Lastly I tested three LDAP editors and both have some problems with the SAMBA 4 LDAP backend. For comparison I made the tests also again Fedora Directory Server, where the things worked. In the first program "LDAP Admin" I noticed a crash when I wanted to edit an entry. In the second "LUMA" there was displayed a message telling something about invalid entries in some cases when I was going to try to change something. The third app "JXplorer" wasn't even able to show me the tree. I believe that all is caused by schema and schema checking problems.
OK, it looks like this will be a bit of a challenge. We need to fix up Samba4's use of things like 'unixName', and see why these tools fail. I've installed gq and luma, so can check this more in future.
Andrew, any results on your test?
phpldapadmin seems to work fine (but is clearly not a tool targeted at AD) gq crashes (but then again, this is far from unusual...) luma complains 'could not parse template file' (but I can't even get it to bind against real AD) The comparison needs to be against AD, as the way schema is deployed in both directories differs, and these tools do a lot of schema introspection.

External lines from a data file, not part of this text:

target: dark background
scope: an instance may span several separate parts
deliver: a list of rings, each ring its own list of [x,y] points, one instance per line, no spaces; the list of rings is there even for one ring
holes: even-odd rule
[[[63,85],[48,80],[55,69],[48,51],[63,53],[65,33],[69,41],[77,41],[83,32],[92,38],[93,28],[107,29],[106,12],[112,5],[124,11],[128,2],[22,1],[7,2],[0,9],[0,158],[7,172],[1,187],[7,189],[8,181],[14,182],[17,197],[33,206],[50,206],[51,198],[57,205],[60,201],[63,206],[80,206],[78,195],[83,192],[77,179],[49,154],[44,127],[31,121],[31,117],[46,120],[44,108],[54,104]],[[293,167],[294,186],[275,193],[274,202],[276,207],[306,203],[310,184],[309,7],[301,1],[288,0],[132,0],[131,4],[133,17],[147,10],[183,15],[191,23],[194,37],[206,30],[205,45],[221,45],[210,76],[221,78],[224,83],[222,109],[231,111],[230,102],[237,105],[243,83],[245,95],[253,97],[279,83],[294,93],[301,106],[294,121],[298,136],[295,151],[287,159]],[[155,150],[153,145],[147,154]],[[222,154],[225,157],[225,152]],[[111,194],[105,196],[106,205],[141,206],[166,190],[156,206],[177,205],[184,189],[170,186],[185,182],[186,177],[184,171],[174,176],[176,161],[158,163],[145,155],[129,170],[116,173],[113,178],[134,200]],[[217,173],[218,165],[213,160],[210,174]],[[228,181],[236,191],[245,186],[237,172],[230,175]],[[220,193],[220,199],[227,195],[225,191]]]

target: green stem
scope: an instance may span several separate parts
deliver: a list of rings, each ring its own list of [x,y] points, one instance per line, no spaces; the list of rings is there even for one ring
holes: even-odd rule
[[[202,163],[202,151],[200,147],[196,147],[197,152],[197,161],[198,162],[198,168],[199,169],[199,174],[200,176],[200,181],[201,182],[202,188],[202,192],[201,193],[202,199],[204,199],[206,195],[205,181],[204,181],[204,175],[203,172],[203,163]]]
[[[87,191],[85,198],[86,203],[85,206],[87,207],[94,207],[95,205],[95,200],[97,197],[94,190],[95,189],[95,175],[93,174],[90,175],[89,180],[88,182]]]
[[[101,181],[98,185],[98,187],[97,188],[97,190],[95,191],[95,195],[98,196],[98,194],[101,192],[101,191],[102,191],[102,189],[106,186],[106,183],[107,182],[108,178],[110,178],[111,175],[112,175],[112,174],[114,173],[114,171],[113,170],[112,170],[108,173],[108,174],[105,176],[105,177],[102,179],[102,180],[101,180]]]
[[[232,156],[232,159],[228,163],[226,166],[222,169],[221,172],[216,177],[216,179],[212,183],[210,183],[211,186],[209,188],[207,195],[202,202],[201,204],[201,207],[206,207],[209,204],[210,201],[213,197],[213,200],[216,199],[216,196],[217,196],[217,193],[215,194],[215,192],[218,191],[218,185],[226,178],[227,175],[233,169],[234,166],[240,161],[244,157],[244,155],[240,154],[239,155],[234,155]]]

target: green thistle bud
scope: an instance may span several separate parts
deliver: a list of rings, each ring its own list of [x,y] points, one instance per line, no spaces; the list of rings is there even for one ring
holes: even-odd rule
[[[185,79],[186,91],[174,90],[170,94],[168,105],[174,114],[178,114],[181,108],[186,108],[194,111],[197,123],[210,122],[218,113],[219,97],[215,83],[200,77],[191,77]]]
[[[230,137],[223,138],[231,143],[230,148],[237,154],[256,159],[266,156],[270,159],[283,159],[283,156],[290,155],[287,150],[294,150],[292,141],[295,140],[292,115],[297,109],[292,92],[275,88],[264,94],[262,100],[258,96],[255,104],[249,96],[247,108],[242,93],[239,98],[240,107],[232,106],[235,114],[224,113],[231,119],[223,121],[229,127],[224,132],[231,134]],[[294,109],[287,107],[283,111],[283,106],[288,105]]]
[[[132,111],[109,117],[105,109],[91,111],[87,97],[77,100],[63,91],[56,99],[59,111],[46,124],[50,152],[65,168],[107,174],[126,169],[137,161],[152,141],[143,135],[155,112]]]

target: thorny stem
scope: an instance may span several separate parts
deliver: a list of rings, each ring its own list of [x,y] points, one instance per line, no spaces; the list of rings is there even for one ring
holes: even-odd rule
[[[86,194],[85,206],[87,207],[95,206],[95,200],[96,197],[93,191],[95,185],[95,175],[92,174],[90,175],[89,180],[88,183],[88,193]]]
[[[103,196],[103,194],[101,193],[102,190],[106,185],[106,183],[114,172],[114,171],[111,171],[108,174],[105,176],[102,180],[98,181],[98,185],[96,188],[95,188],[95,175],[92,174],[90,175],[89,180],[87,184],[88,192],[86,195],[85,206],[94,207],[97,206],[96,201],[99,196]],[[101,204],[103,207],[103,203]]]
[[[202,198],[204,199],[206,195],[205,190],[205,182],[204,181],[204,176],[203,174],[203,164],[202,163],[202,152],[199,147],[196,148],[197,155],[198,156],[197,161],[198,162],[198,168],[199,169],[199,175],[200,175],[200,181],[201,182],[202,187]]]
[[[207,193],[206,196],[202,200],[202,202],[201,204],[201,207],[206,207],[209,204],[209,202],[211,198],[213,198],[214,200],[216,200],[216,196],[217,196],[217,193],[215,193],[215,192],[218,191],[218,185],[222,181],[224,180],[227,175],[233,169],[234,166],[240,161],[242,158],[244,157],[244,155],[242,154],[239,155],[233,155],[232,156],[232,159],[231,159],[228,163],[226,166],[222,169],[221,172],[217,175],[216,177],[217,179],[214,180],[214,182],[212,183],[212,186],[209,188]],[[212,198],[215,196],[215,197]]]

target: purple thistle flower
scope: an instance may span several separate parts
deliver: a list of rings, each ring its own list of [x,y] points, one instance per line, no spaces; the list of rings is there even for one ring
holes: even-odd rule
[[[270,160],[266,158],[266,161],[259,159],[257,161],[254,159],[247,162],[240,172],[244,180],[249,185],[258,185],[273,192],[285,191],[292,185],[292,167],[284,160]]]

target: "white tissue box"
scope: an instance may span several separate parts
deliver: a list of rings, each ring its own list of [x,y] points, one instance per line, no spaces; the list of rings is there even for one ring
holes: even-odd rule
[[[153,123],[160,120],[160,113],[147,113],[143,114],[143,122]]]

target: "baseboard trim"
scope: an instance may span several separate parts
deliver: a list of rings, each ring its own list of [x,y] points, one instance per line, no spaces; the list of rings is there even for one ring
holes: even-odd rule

Now I retested SAMBA 4 with LdapAdmin and discovered, that the critical point seems to be a certain look up to "cn=Aggregate,cn=Schema,cn=Configuration,<domain>". Have we there everything right in comparison with Windows Server?
*** Bug 5496 has been marked as a duplicate of this bug. ***
I've to say that here we've improved greatly. - With LDAP Admin the editing still isn't possible but that could be due the Active Directory schema - LUMA seems much more stable against SAMBA 4 - JXplorer is able to see the tree and the navigation works Maybe it is worth to close now the bug, since we can't be completely RFC-LDAP compatible because of Active Directory.
Now the various clients seem to work due to the new Microsoft AD schema. Thanks to everyone who has helped to achieve this!